SO CONSERVATIVE THEY SING. In 1978 Stephen Hess surveyed White House reporters and found 42 percent considered themselves liberal, 39 percent said they were middle-of-the-road and only 19 percent said they were conservative. Thirteen years later, the Brookings Institute Senior Fellow did another survey of the White House press corps. This time 42.4 percent said they were liberal, 24.2 percent said middle-of-the road and 33.3 percent called themselves conservative.

Hess concluded: "Thus the White House press corps might best be characterized as liberal and considerably more conservative than it used to be." But what is conservative by Washington media standards? Hess cited ABC White House Correspondent Brit Hume's observation that he has seen fellow reporters sing the national anthem. "That is new," Hume remarked.

TASTE OF MILWAUKEE. WISN radio talk show host Mark Belling has provided MediaWatch with telling proof of how Bill Moyers operates: If the evidence contradicts his liberal thesis, then he simply ignores it. Last fall, two producers from Moyers' production company filmed an hour of Belling's afternoon show during which callers discussed their attitudes toward their work and jobs. The producers assured Belling they "had no idea of the tone of their piece since they hadn't begun to dig into it yet."

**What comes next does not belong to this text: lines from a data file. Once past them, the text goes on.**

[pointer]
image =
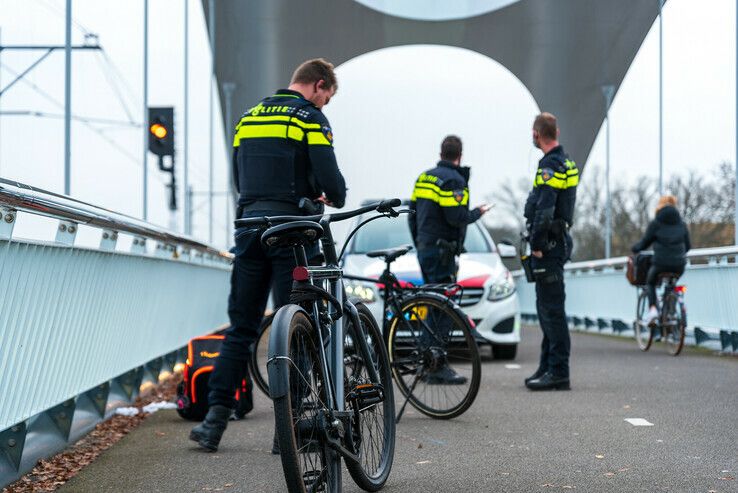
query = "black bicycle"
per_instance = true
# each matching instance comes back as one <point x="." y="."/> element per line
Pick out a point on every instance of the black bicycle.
<point x="329" y="374"/>
<point x="432" y="350"/>
<point x="671" y="324"/>
<point x="433" y="354"/>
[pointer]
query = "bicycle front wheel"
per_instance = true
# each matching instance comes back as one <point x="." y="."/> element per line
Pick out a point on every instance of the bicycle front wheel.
<point x="434" y="357"/>
<point x="643" y="333"/>
<point x="307" y="460"/>
<point x="258" y="359"/>
<point x="372" y="434"/>
<point x="675" y="324"/>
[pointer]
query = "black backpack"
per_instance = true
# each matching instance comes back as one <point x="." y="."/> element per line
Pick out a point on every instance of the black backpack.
<point x="192" y="391"/>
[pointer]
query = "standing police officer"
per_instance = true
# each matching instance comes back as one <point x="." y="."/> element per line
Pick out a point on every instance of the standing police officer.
<point x="282" y="153"/>
<point x="549" y="212"/>
<point x="441" y="204"/>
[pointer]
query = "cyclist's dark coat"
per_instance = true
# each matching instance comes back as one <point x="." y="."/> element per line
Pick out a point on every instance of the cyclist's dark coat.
<point x="669" y="236"/>
<point x="441" y="201"/>
<point x="283" y="151"/>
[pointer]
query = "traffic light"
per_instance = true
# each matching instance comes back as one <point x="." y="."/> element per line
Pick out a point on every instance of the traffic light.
<point x="161" y="131"/>
<point x="161" y="143"/>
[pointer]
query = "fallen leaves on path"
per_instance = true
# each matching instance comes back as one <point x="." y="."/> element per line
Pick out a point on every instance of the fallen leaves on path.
<point x="50" y="474"/>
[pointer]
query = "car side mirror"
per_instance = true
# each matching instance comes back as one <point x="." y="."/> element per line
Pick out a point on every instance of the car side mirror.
<point x="506" y="250"/>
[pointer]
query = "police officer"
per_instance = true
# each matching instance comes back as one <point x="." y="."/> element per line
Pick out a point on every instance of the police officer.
<point x="440" y="200"/>
<point x="282" y="153"/>
<point x="549" y="212"/>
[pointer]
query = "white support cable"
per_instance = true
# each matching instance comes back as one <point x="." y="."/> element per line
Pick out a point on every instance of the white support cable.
<point x="116" y="89"/>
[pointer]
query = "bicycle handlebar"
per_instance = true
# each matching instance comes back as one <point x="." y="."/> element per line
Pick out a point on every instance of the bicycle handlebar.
<point x="385" y="207"/>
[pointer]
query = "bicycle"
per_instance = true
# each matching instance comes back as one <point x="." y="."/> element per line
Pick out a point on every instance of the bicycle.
<point x="416" y="348"/>
<point x="672" y="321"/>
<point x="432" y="349"/>
<point x="330" y="381"/>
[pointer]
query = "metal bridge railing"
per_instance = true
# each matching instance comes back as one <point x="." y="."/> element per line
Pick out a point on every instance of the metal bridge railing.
<point x="598" y="297"/>
<point x="81" y="328"/>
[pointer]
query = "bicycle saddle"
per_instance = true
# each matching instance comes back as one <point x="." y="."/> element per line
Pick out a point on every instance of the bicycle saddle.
<point x="390" y="254"/>
<point x="292" y="234"/>
<point x="667" y="276"/>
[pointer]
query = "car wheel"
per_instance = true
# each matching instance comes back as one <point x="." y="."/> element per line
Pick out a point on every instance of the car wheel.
<point x="504" y="351"/>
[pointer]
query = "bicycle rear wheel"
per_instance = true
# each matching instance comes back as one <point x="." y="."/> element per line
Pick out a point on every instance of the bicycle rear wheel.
<point x="307" y="461"/>
<point x="675" y="324"/>
<point x="372" y="430"/>
<point x="643" y="333"/>
<point x="258" y="359"/>
<point x="434" y="357"/>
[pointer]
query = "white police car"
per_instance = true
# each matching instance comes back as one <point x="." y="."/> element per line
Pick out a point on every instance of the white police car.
<point x="489" y="297"/>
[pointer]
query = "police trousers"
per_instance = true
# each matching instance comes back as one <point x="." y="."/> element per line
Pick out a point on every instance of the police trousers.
<point x="256" y="270"/>
<point x="550" y="298"/>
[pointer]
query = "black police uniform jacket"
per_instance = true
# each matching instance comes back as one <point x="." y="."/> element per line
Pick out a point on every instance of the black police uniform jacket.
<point x="669" y="236"/>
<point x="549" y="210"/>
<point x="441" y="203"/>
<point x="282" y="152"/>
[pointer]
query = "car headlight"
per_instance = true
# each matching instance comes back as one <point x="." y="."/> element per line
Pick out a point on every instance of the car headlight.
<point x="363" y="291"/>
<point x="501" y="288"/>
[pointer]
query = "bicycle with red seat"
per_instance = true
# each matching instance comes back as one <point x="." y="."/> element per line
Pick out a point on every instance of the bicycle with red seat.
<point x="670" y="326"/>
<point x="328" y="370"/>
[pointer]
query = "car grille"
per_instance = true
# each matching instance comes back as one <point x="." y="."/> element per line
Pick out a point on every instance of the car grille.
<point x="471" y="297"/>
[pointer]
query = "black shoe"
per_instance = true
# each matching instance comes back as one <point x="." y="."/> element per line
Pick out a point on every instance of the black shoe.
<point x="549" y="382"/>
<point x="275" y="445"/>
<point x="444" y="376"/>
<point x="538" y="374"/>
<point x="208" y="433"/>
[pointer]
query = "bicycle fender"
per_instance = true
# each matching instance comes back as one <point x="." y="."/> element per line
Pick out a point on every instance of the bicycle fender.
<point x="278" y="365"/>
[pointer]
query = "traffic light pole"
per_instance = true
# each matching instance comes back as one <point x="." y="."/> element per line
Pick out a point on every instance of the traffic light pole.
<point x="145" y="113"/>
<point x="67" y="98"/>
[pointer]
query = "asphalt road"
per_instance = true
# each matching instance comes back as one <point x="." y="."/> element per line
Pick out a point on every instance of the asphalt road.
<point x="511" y="440"/>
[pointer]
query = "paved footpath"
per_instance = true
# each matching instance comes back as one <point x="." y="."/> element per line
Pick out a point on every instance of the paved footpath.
<point x="511" y="440"/>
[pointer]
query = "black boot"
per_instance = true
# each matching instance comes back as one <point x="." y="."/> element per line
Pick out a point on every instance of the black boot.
<point x="208" y="433"/>
<point x="275" y="444"/>
<point x="549" y="381"/>
<point x="538" y="374"/>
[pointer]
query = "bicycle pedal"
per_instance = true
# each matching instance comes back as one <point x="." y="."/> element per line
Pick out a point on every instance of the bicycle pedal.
<point x="367" y="394"/>
<point x="313" y="480"/>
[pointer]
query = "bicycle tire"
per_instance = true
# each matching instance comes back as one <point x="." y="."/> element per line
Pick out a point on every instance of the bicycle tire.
<point x="258" y="357"/>
<point x="416" y="351"/>
<point x="372" y="472"/>
<point x="306" y="460"/>
<point x="641" y="330"/>
<point x="674" y="323"/>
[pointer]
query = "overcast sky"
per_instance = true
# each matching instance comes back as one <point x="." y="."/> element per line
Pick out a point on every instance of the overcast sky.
<point x="450" y="91"/>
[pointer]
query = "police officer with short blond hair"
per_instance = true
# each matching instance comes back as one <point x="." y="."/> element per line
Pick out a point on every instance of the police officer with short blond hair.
<point x="440" y="200"/>
<point x="549" y="212"/>
<point x="282" y="154"/>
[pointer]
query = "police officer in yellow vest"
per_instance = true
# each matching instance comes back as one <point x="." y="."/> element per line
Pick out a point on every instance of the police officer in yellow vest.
<point x="282" y="154"/>
<point x="549" y="212"/>
<point x="441" y="203"/>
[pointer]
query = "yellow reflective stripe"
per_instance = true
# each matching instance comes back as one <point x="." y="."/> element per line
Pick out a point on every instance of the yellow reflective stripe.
<point x="552" y="182"/>
<point x="435" y="188"/>
<point x="444" y="198"/>
<point x="267" y="131"/>
<point x="278" y="118"/>
<point x="317" y="138"/>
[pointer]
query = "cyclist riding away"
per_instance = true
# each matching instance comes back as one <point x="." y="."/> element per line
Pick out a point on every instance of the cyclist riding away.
<point x="670" y="239"/>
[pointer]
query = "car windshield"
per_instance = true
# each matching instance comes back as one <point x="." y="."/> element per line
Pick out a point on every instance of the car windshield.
<point x="382" y="234"/>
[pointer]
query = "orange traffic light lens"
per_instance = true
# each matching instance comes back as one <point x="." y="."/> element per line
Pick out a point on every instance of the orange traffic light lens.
<point x="159" y="131"/>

It turned out the producers were working on Minimum Wages, a January 8 PBS special analyzed in last month's MediaWatch. Belling remembered his show: "Caller after caller eloquently and poignantly talked of their experiences. Virtually all were positive. Many were former factory workers who lost jobs in the '80s but recovered and are now doing much better than they were before." Naturally, he continued, "my show ended up on the editing room floor." Instead, Moyers painted a portrait of Milwaukee's middle class as decimated during the 1980s as workers were unable to replace high-paying factory jobs with anything but minimum wage positions.

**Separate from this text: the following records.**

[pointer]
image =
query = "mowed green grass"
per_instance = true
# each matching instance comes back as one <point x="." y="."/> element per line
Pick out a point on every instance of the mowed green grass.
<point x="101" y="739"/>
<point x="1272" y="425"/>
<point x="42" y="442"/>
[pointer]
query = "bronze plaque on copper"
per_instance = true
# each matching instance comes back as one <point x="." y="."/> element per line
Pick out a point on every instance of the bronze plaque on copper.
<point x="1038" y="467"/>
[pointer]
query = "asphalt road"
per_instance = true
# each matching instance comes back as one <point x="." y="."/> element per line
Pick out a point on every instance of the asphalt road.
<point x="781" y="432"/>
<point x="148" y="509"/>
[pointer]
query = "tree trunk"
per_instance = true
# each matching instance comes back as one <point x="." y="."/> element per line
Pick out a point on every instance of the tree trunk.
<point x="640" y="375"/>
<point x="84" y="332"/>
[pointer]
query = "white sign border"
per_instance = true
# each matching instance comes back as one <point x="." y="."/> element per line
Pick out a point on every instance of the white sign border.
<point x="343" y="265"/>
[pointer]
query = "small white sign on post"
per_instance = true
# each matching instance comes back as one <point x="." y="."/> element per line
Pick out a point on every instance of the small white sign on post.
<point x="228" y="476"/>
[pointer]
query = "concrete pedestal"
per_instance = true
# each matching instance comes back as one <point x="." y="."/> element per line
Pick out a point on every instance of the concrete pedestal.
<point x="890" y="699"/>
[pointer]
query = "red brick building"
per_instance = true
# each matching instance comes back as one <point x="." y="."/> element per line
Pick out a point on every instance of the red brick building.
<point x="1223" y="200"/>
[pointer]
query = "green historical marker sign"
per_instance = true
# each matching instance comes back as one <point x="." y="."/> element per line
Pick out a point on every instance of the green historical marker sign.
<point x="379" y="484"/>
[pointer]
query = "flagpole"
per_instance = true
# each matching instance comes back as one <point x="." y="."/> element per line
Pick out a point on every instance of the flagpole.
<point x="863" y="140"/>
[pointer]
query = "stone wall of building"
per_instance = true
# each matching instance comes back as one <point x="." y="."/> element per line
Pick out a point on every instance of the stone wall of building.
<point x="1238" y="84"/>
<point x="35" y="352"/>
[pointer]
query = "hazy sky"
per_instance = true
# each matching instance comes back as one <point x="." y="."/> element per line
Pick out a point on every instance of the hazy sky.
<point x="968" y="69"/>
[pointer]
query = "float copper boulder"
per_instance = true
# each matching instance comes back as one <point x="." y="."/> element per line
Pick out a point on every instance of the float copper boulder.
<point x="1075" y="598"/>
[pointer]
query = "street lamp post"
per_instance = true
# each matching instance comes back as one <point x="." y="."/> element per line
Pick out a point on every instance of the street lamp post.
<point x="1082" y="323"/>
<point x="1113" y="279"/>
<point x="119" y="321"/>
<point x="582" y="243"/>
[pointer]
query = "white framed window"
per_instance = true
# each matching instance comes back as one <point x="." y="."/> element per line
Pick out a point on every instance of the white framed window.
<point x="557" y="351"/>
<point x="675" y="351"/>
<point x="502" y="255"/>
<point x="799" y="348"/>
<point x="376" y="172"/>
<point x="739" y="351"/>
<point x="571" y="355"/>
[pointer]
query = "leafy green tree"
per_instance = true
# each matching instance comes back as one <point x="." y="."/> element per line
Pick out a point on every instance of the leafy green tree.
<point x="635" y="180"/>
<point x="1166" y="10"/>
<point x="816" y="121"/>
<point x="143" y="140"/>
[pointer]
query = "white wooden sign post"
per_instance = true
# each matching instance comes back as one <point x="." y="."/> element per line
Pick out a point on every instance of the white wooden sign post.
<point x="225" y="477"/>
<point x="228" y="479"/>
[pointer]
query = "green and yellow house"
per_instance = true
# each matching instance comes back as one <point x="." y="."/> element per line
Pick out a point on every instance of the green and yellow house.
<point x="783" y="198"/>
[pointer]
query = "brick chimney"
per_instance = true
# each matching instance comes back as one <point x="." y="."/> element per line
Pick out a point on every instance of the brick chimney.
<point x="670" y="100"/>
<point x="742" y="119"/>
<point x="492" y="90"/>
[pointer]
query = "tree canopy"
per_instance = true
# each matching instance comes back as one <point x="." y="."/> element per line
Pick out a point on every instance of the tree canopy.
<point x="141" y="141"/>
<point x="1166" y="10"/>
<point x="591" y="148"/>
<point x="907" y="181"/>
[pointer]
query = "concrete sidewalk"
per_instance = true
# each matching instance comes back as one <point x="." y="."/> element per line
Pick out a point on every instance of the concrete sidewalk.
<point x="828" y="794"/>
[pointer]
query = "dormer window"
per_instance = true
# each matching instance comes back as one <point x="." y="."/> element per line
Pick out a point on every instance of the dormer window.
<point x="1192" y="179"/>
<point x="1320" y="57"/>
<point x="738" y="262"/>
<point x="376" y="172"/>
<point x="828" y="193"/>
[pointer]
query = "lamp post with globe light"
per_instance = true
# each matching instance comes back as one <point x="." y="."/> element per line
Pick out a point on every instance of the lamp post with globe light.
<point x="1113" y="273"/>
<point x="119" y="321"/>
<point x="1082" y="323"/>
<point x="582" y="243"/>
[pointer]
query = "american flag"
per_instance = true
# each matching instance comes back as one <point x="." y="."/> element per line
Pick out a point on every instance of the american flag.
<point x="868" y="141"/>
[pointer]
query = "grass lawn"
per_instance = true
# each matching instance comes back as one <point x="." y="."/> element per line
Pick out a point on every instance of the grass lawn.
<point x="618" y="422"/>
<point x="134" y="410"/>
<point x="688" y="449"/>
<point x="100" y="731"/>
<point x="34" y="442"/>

PC PANDERING. The standard leftist line is that Political Correctness (PC) doesn't really exist. That's also the theme of Washington Post reporter Michael Abramowitz's January 3 one-sided press release on the annual convention of the very PC Modern Language Association (MLA).

Abramowitz repeated the MLA's assertions: "One group of prominent scholars...held an organizational meeting here to begin correcting what its leaders term misinformation propagated by right-wing scholars, think-tanks and commentators." And: "A common complaint heard at the convention was that the media have endlessly recycled what one scholar termed 'shamelessly over-simplified scare stories' to paint a dire, inaccurate picture of a radicalized academe."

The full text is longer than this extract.